One place you’ll see RMS voltages is in mains power. Indeed, the 120 V in the us (or 230 V in the EU) coming out of your walls right now is an RMS figure. For sine waves, like what you get from the electrical company, the peak voltage is a factor of sqrt(2) higher than the RMS voltage. The peak voltage in the states is something like 120 V * sqrt(2) = 170 V, and the peak-to-peak is 340 V. That’s 650 V peak-to-peak in Europe; yikes!

This also means that if you’re lacking an RMS meter and need a quick-and-dirty estimate of something that’s sine-wave-like, you can take the amplitude and divide by 1.414, or take the peak-to-peak and divide by twice that.

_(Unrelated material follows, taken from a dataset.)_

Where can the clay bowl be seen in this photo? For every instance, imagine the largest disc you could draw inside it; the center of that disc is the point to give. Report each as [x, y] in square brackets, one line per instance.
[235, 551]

Another waveform you mJeg er opmærksom på, at den PWM’ed Square Wave, som vi ofte bruger til at køre motorer fra mikrocontrollere. Det er klart, at hvis du skifter mellem nulvolt og tolv volt, leverer den kun strøm til motoren, når den er på tolv volt. Tilsvarende vil du ikke blive overrasket over at høre, at rms spænding af en PWM Waveform er den firkantede rod af pligtcyklusen gange spændingen.

Wikipedia har du dækket af trekantbølger og andre sjove bølgeformer.

Rms overalt

Det viser sig, at du ofte er bekymret for kvadratiske mængder. Kinetisk energi er proportional med hastighed kvadreret, for eksempel så RMS hastighed anvendes til beregning af temperatur fra den gennemsnitlige hastighed af molekyler i en gas. Hvis du har en måleprocedure, der kan være i gennemsnit, men du er bekymret for spredningen af ​​resultaterne, kan du måske lide at minimere RMS-fejl. Statistikens koncept for standardafvigelse er ens, med den gennemsnitlige værdi subtraheret på forhånd.

Du beregner endda hypotenuse af en trekant efter samme procedure, bare uden at dividere med n. (Ok, det er en strækning, men firkantede rødder af summer af firkanter er overalt!) Jeg vil forlade det til de matematiske filosoffer blandt jer at duke det ud i kommentarerne om, hvorfor L2-normen virker så ofte. For de elektriske hackere derude er det nok at huske Ohms lov begrundelse: Når du er interesseret i magt, er du interesseret i firkanter.